Still, the social conservatives’ sense of frustration is hardly new.
The Democratic party gave them a cold shoulder nearly four decades ago. As for the Republicans, whenever I write on these matters I can count on hearing from people who wish to remind me that, despite its official conservatism on social issues, the GOP has often been more talk than action, and Republican presidents have sent more than their share of pro-choice justices to the Supreme Court.
No wonder social conservatives are out of sorts. Like other Americans advocating various other causes, they want change. Who will give it to them, and when, are the great imponderables.
Catholic voters over the years have contributed a lot to bringing about this present state of affairs. Another conservative columnist, Michael Gerson, cut to the heart of the matter with words that deserve to be taken most seriously.
Remarking on the fact that the number of Catholic Republicans in the House had risen to 64 (as against 68 Democrats), Gerson asked what difference that would make.

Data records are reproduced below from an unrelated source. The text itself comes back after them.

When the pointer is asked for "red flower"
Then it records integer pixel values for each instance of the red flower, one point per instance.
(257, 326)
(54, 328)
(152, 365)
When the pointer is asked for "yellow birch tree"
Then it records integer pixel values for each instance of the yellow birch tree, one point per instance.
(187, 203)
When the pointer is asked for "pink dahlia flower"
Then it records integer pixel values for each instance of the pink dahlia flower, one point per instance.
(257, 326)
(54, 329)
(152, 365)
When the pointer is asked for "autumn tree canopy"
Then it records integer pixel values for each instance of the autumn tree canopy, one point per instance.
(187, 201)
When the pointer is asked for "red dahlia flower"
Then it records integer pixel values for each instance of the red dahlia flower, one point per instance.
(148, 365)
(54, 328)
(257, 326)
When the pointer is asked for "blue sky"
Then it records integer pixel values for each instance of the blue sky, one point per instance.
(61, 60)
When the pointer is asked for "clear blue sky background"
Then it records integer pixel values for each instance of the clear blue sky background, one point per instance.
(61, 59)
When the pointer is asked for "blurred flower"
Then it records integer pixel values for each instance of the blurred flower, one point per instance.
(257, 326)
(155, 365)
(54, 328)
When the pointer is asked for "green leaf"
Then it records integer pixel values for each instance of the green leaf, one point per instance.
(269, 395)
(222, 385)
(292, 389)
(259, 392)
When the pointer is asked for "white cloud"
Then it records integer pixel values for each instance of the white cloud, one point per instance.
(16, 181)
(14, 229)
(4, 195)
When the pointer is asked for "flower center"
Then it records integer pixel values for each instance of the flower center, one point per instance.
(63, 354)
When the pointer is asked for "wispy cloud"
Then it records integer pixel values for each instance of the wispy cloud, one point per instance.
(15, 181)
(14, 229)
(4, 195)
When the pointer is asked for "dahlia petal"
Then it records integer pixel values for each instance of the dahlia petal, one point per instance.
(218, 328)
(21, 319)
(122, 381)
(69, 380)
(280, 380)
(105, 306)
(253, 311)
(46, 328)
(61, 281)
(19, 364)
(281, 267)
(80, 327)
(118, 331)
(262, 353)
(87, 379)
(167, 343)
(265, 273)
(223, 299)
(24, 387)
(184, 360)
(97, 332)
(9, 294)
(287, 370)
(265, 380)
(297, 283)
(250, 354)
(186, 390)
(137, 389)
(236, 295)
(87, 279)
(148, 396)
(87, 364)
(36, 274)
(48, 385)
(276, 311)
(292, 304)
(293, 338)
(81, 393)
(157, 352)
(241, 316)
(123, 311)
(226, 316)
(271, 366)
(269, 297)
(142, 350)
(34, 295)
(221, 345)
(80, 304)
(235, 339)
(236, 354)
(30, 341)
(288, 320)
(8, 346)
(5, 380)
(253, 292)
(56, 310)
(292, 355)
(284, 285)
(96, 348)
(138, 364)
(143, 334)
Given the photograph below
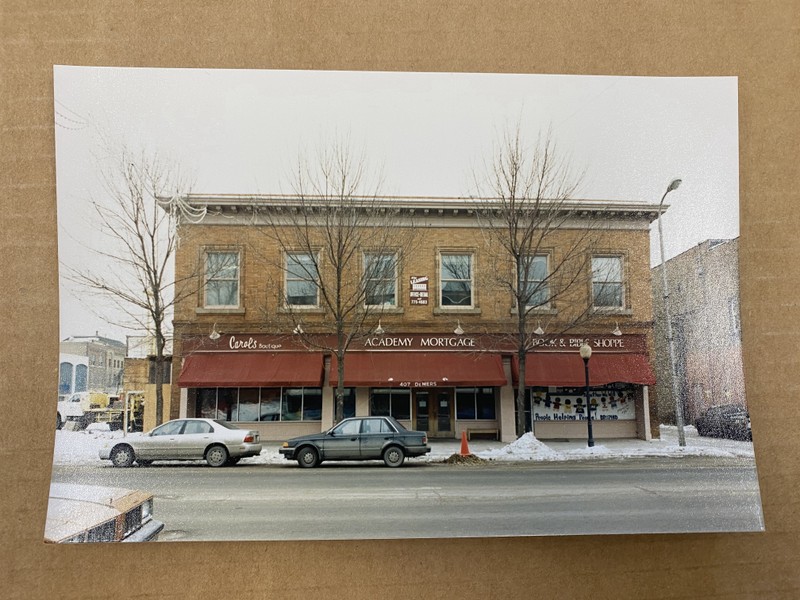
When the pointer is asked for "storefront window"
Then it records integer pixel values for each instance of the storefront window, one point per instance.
(226, 404)
(270, 404)
(81, 378)
(475, 403)
(65, 378)
(349, 402)
(615, 402)
(260, 404)
(248, 404)
(207, 403)
(312, 404)
(394, 402)
(292, 408)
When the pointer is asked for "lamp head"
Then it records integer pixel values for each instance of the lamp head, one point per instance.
(673, 185)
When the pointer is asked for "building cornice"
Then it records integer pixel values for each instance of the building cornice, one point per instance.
(418, 206)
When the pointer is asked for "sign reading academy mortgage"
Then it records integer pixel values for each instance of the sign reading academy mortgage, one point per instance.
(419, 342)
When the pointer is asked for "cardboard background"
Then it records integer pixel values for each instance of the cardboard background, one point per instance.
(758, 41)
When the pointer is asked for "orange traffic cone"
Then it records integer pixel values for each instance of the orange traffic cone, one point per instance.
(464, 446)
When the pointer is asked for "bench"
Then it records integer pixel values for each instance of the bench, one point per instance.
(481, 431)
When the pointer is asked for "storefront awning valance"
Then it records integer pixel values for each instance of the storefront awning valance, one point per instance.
(419, 369)
(566, 370)
(252, 369)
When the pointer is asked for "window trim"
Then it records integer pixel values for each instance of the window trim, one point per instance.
(548, 304)
(622, 307)
(315, 261)
(207, 251)
(472, 291)
(396, 279)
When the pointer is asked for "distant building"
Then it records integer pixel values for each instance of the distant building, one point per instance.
(139, 377)
(441, 362)
(707, 333)
(91, 363)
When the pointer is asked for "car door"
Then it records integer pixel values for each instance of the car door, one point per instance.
(375, 433)
(161, 443)
(342, 442)
(194, 440)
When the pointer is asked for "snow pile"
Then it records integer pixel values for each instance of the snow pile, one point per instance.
(81, 447)
(525, 448)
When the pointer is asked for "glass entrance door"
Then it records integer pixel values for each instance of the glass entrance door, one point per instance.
(434, 411)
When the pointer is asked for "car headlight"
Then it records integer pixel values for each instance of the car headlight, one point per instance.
(147, 510)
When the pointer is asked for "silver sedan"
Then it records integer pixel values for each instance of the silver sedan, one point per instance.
(216, 442)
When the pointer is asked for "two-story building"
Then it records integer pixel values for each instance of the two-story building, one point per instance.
(706, 329)
(439, 357)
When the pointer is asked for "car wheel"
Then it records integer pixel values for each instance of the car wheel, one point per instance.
(393, 456)
(122, 456)
(307, 457)
(217, 456)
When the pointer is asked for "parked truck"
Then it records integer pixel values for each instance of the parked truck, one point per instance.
(83, 408)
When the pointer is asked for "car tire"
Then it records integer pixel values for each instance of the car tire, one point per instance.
(217, 456)
(393, 456)
(122, 456)
(307, 457)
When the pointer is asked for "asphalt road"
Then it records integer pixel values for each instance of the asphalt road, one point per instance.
(370, 501)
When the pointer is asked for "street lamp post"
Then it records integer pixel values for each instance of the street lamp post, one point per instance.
(586, 354)
(675, 388)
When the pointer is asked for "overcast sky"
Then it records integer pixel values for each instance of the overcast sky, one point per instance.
(241, 132)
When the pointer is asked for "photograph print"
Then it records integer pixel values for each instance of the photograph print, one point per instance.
(316, 305)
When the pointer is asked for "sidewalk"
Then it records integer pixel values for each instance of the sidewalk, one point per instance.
(81, 447)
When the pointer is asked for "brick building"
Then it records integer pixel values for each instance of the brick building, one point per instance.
(707, 332)
(437, 364)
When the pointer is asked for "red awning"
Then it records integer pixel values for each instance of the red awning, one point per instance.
(419, 369)
(251, 369)
(566, 370)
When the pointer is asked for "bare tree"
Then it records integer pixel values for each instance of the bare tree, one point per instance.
(525, 208)
(340, 246)
(138, 226)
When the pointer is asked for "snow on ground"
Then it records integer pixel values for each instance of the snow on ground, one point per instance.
(81, 447)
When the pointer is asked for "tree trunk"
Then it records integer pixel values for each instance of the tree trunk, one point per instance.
(521, 388)
(339, 412)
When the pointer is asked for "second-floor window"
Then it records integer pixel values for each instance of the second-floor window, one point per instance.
(456, 281)
(380, 279)
(533, 278)
(608, 288)
(301, 280)
(222, 279)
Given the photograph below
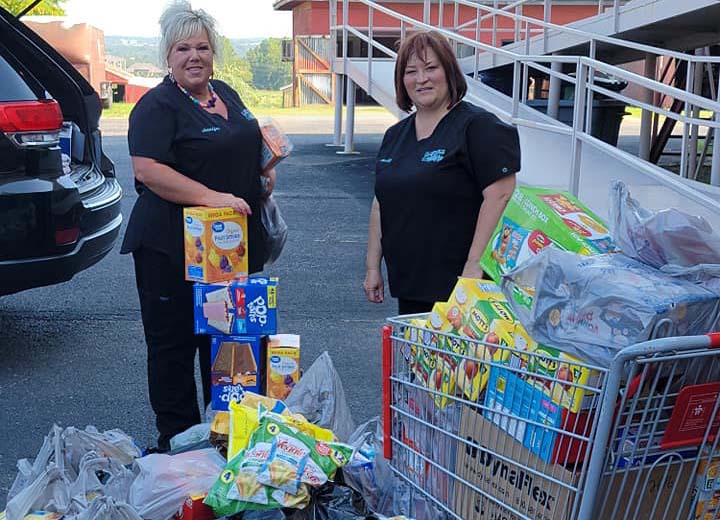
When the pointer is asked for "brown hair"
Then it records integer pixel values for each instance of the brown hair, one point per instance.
(417, 44)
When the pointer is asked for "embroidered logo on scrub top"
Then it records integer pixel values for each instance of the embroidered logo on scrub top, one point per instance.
(247, 114)
(434, 156)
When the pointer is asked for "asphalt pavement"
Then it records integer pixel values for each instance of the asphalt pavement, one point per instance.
(74, 353)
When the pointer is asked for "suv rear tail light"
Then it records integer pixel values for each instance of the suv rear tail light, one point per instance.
(31, 123)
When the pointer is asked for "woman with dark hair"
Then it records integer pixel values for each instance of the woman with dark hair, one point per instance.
(443, 178)
(193, 143)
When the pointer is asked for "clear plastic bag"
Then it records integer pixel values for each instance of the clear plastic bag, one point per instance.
(164, 481)
(659, 238)
(275, 228)
(591, 307)
(319, 396)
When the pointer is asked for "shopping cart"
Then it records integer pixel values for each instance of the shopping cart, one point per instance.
(485, 431)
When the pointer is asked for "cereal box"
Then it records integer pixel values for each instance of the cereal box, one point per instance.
(238, 307)
(283, 365)
(536, 218)
(276, 146)
(215, 244)
(236, 368)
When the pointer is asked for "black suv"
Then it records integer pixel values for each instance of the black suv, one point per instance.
(59, 212)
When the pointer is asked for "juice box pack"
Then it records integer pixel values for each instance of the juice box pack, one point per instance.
(478, 310)
(275, 147)
(215, 244)
(239, 307)
(283, 365)
(236, 368)
(536, 218)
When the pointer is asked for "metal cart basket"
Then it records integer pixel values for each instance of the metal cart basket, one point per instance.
(491, 431)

His answer: “Judging from the broader behavior of Catholics in American politics, not much.”
“A century ago,” he wrote, “many Catholics voted Democratic out of ethnic solidarity. Today, most Catholics vote exactly like their suburban neighbors. Catholics are often swing voters in elections because they are so typical….There is something vaguely disturbing about the precise symmetry of any religious group with other voters of their same class and background. One would hope that an ancient, demanding faith would leave some distinctive mark.”
But even though Catholics as a body share the values and voting patterns of everybody else in their neighborhood, their Church, as Gerson notes, marches to a different drummer.
Quite simply, the Catholic Church in its teaching is neither simplistically “conservative” nor stereotypically “liberal” by contemporary secular standards. Rather, it’s distinctively itself. More than most groups, and certainly more than either of our political parties, the Church, proceeding from moral principle, combines “conservative” and “liberal” stands on issues in a coherent body of policy views that it brings to the political debate.
Obviously, not all individual Catholics also fit this profile, but some do. Typically, such people are strongly pro-life and committed to traditional marriage, and also strongly supportive of comprehensive immigration reform and of economic policies based on social justice. Even more than generic “social conservatives,” these Catholics seek a party and candidates to support in 2012. I hope they find them.